- The Washington Times - Tuesday, February 11, 2003

NEW YORK (AP) Wall Street pushed moderately higher yesterday, snapping four straight days of declines on news that Iraq approved a U.N. demand for surveillance flights.
Trading was light and choppy as investors refrained from major purchases despite merger news involving Hughes Electronics and SBC Communications, and Johnson & Johnson and biotech firm Scios.
"We're going to have this slow torture because nobody on the corporate front is going to stand up and say things look terrific," said Tony Cecin, director of institutional trading at U.S. Bancorp Piper Jaffray, referring to the uneven trading.
The Dow Jones Industrial Average rose 55.88, or 0.7 percent, to close at 7,920.11 after declining 2.4 percent last week to post its fourth straight losing week. Earlier in the day, the blue chips were down as much as 62 points.
The broader market also finished moderately higher. The Nasdaq composite index gained 14.21, or 1.1 percent, to 1,296.68, after a weekly loss of 2.9 percent. The Standard & Poor's 500 index rose 6.28, or 0.8 percent, to 835.97, after dropping 3 percent last week.
Hughes Electronics rose 45 cents, to $10.20, after reports that SBC Communications, the nation's second-largest local-phone company, might bid for Hughes, the country's top satellite broadcaster. SBC dropped 68 cents, to $24.50.
Johnson & Johnson gained 20 cents, to $52.04, after the health care company confirmed it was buying biotech company Scios in a deal worth $2.4 billion. Scios rose $1.72, to $43.92.
Investors' anxieties about a war with Iraq and terrorism have pressured the market in the past month, leading to steep declines. The Dow and S&P; 500 are down about 5 percent for the year, and the Nasdaq has lost 3 percent.
Some investors were also avoiding major commitments as they awaited Federal Reserve Chairman Alan Greenspan's comments to Congress about the economy today and Wednesday, analysts said.
"Right now, it's a low-volume quagmire kind of environment," Mr. Cecin said. "No one wants to do anything for fear whatever they do will be wrong.
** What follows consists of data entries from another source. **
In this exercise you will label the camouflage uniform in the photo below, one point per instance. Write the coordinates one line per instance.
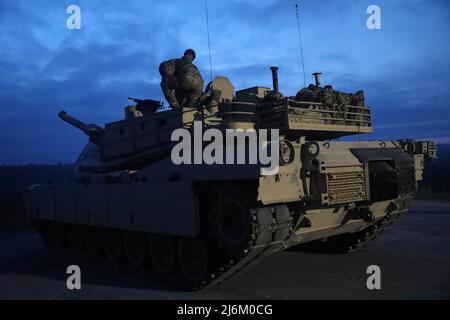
(181, 83)
(307, 94)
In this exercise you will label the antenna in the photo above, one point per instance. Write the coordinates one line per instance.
(209, 40)
(300, 41)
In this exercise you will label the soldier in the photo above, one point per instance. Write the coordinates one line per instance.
(307, 94)
(181, 83)
(358, 99)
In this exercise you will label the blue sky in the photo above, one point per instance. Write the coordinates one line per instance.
(44, 67)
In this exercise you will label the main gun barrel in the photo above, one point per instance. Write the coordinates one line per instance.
(92, 130)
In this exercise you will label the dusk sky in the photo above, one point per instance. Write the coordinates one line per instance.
(403, 68)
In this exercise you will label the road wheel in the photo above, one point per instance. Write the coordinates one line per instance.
(75, 236)
(93, 240)
(58, 234)
(112, 243)
(193, 258)
(162, 252)
(135, 246)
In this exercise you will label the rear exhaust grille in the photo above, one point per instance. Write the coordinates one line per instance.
(345, 187)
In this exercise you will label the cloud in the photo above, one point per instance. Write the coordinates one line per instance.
(44, 67)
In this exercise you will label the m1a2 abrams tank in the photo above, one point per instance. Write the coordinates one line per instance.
(199, 224)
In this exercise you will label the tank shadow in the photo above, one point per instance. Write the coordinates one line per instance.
(22, 252)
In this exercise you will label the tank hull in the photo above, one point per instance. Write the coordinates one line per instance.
(329, 199)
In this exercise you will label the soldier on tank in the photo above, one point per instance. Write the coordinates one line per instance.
(358, 99)
(181, 83)
(307, 94)
(327, 96)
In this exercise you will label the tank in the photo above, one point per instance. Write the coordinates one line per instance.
(199, 224)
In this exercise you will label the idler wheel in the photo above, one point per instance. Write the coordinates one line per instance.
(58, 234)
(112, 244)
(75, 236)
(193, 258)
(162, 252)
(93, 240)
(135, 246)
(233, 225)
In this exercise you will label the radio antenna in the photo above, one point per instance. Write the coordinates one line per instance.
(300, 41)
(209, 39)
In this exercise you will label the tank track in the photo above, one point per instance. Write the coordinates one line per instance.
(270, 227)
(352, 242)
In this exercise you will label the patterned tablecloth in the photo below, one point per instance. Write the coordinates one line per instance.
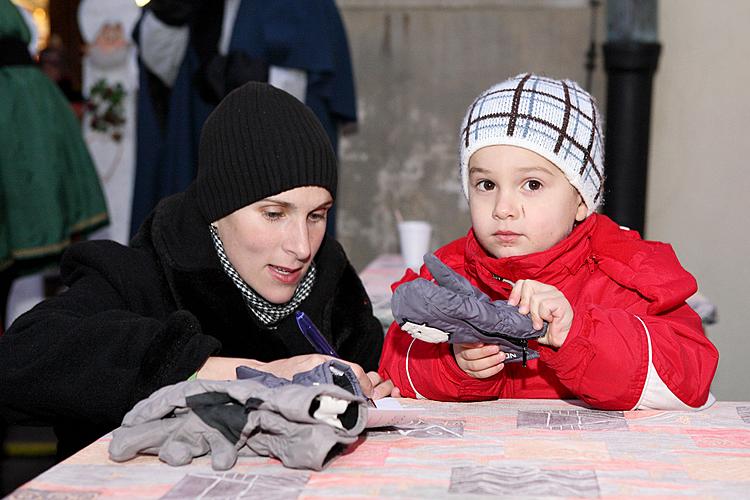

So you've got cash sitting on its hands."
Steven Goldman, chief market strategist at Weeden & Co. in Greenwich, Conn., said investors should expect market volatility on the latest developments with Iraq until there is war or peace.
"They are hourly movements to the market," he said, referring to the back-and-forth actions involving Iraq. "We're waiting for the bigger picture to be resolved."
Wal-Mart gained 23 cents, to $47.02, after the discounter said last week's sales fell below forecasts but that it expects to meet February sales estimates.
United Technologies rose 31 cents, to $63.98, after the industrial conglomerate affirmed its 2003 earnings estimates.
Marriott International climbed $1.20, to $30.55, after the hotel operator reported fourth-quarter operating earnings that were ahead of analysts' expectations.
Advancing issues outnumbered decliners 4 to 3 on the New York Stock Exchange. Consolidated volume came to 1.52 billion shares.

Overseas, Japan's Nikkei stock average finished 0.4 percent higher Monday. In Europe, France's CAC-40 declined 0.9 percent, Britain's FTSE 100 dropped 0.6 percent and Germany's DAX index rose 0.7 percent.